Karina Kozlova spends little time at home because of her long commute.

A key railway route in northwestern Russia has introduced a stop to serve just two passengers: a 14-year-old girl and her grandmother.

According to the newspaper, the Saint Petersburg-Murmansk train route has begun to serve remote Poyakonda, to help 14-year-old Karina Kozlova get to and from school.

For the last decade, Karina's grandmother Natalia Kozlova, a former nursery school teacher, has been making a long excursion to transport Karina and other children in the Poyakonda locality to school and back.

Trains on the route previously only stopped in Poyakonda as a technicality to pick up and drop off railway staff, and so the Kozlovas have had no choice but to travel at the same time as them, or else risk Karina missing school.

Gudok says that for many years, the Kozlovas have been commuting for three hours a day. They catch a train at half past seven in the morning and their 7:10pm return journey means that they arrive home "close to nine at night".

"Every morning, I waited for the children by the village kiosk, then we walked 1km (0.6 miles) to the Poyakonda station," Ms Kozlova tells Gudok.

"We took the train to the Knyazhaya station, picking up other children along the way… then took the bus to school. After school, we took the long-distance train home."

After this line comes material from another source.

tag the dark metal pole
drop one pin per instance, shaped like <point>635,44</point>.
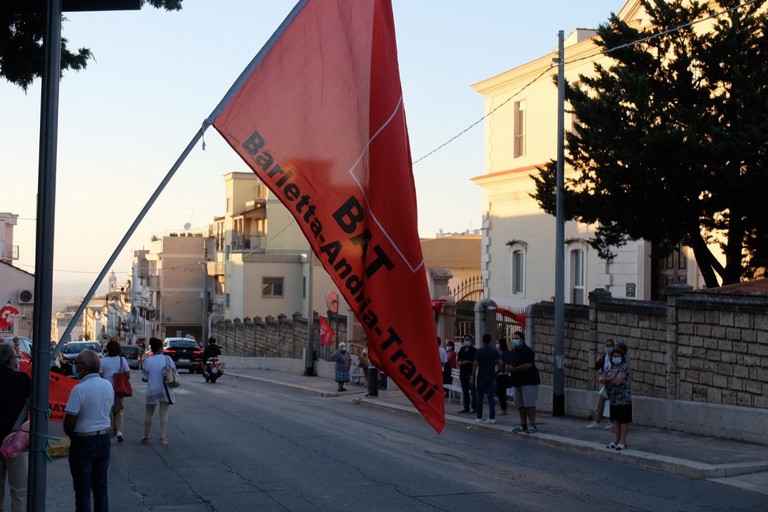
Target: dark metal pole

The introduction of the stop along the Saint Petersburg-Murmansk route means that Karina will no longer have to wait until the end of the day to travel home.

She is the only child still being transported by Ms Kozlova to school from Poyakonda, a small hamlet with no more than 50 residents. Most of Poyakonda's residents are employed by a bioscience research facility run by the Moscow State University on the White Sea coast.